En l'absence de toute autorité judiciaire, devant une législation muette, le tribunal de la conscience et celui de l'opinion publique sont restés seuls chargés d'avertir et d'arrêter ceux qui s'arrogent des titres de noblesse. Mais l'orgueil est si habile à se créer de spécieux prétextes que ce dernier frein est resté sans action. On s'est empressé de toutes parts, et même dans les rangs les moins aristocratiques de la société, dans la finance et le commerce, de s'emparer de distinctions honorifiques, qui, toutes démonétisées qu'elles sont, n'en conservent pas moins un éclat, une valeur fictive, et qui pourront peut-être un jour de nouveau avoir légalement cours.

Une circulaire ministérielle, pour parer le plus possible à un abus devenu inévitable, a recommandé, il y a quelques années, à tout officier de l'état-civil de ne donner aux personnes qui figurent dans les actes qu'il rédige, d'autres noms et titres que ceux portés dans leurs actes de naissance par elles et par leurs parents. Mais cette prescription, en apparence facile à exécuter, rencontre de graves obstacles et mène droit à l'opposé du but qu'on voulait atteindre. En effet, pour une déclaration de naissance, les officiers municipaux n'exigent pas et n'ont pas le droit d'exiger la représentation de l'acte de naissance du père de l'enfant. Ils sont donc dans l'impossibilité de constater s'il est en possession légitime des titres qu'il prend; et cependant désormais l'acte fera foi et servira de pièce justificative pour les qualifications nobiliaires du nouveau-né.

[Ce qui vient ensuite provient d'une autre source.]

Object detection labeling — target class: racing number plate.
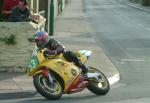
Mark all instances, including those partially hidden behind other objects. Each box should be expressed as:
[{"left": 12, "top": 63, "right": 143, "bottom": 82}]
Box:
[{"left": 28, "top": 56, "right": 39, "bottom": 72}]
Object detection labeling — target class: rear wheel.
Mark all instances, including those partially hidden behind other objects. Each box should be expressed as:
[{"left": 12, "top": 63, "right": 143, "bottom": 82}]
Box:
[
  {"left": 87, "top": 67, "right": 110, "bottom": 95},
  {"left": 33, "top": 74, "right": 63, "bottom": 100}
]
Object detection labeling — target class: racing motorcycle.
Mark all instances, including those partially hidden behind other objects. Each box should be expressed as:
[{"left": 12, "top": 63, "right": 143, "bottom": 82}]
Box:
[{"left": 27, "top": 43, "right": 110, "bottom": 100}]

En second lieu, si l'aïeul de l'enfant existe encore et qu'il n'assiste point à la déclaration comme témoin, il ne doit et ne peut y figurer en sa simple qualité d'ascendant. Le père seul y est alors mentionné, et, n'ayant pas encore hérité du titre de l'aïeul, il ne porte que le titre immédiatement inférieur, s'il se conforme à l'usage et à la hiérarchie nobiliaire. L'enfant qui, par exemple, est fils d'un marquis et petit-fils d'un duc, ou fils d'un vicomte et petit-fils d'un comte; se verra donc à jamais dépouillé du titre qui devrait lui échoir un jour par héritage de son grand-père.

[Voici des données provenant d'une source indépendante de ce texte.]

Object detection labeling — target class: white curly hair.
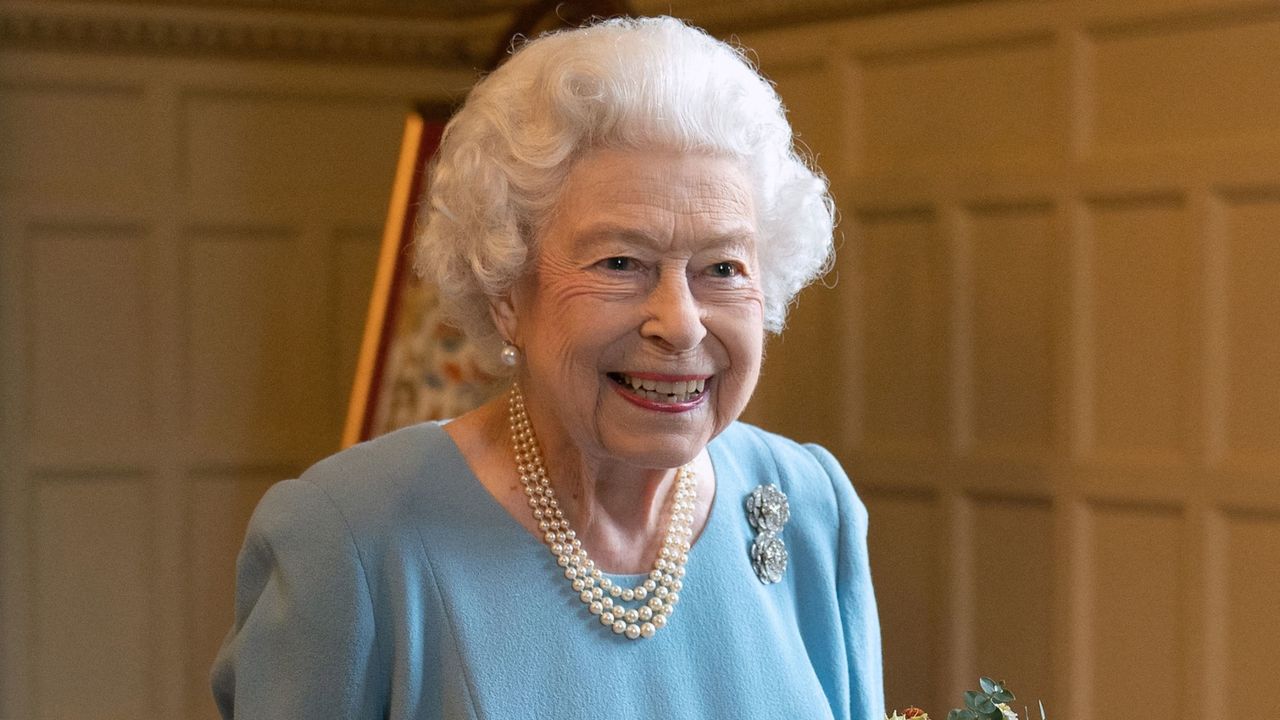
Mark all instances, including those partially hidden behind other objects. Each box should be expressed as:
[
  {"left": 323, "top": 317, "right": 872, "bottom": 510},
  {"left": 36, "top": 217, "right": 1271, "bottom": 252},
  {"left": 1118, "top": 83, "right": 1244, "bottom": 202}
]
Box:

Le principal, pour ne pas dire l'unique cas où il y a lieu de se conformer à la circulaire ministérielle, c'est dans la rédaction des actes de mariage. Alors, en effet, l'officier de l'état-civil, auquel il est indispensable que les parties contractantes représentent leurs actes de naissance, peut refuser de leur donner d'autres titres que ceux qui s'y trouvent portés. Mais, comme nous venons de le voir, on arrive par ce moyen à un résultat erroné; on est conduit à refuser dans certain cas à une personne la qualification nobiliaire de ses ancêtres, et à lui accorder, dans d'autres cas, celle que son père avait usurpée.

Ces difficultés d'exécution ont empêché la plupart des officiers municipaux de suivre l'injonction du ministre; et, si quelques-uns ont voulu le faire, il en est résulté des contestations et des procès.

Dans cet état de choses et pour agir avec justice et vérité, le seul parti rationnel, ce serait d'exiger que, pour être admis dans un acte de mariage à porter un titre, le contractant fût tenu de produire la concession primitive, régulière et légale, que lui ou que l'un de ses ascendants a reçu, et de justifier dans le second cas, de sa filiation.

Mais devant qui produire ces preuves ? en cas de litige, à quel tribunal compétent s'adresser ? Autrefois il existait une commission du sceau. Elle était chargée de toutes les questions de collation, confirmation, reconnaissance et vérification de titres de noblesse, d'addition de noms, de concession d'armoiries, d'érection de majorats, de dotation, etc. Munie de pouvoirs spéciaux, formant un corps à part au ministère de la justice, elle pouvait procéder avec lumière et autorité. Elle comptait en 1830, pour son président, M. le marquis de Pastoret; parmi ses membres, MM. le vicomte de Senonnes, le baron Malouet, le marquis de Portes, le baron de Forges, etc. C'était un tribunal éclairé, devant lequel les parties, assistées de leurs référendaires, pouvaient porter leurs réclamations, poursuivre la reconnaissance et l'exercice de leurs droits. Mais depuis la révolution de juillet cette commission est abolie. Ses attributions ont été conférées au deuxième bureau de la direction des affaires civiles et du sceau du ministère de la justice, qui fonctionne alors sous le nom de Conseil d'administration. C'est là que, par la filière bureaucratique ordinaire d'un chef, d'un sous-chef et d'un commis, passent et se traitent toutes les demandes et les réclamations relatives à la naturalisation, aux dispenses d'âge, de parenté et d'alliance pour le mariage, aux changements et additions de noms, aux titres, majorats et dotations; aux droits de sceau, à leur remise et à leur réduction et, par une bizarre anomalie, à la publication du Journal des Savants, bien étonné sans doute de se trouver en telle compagnie.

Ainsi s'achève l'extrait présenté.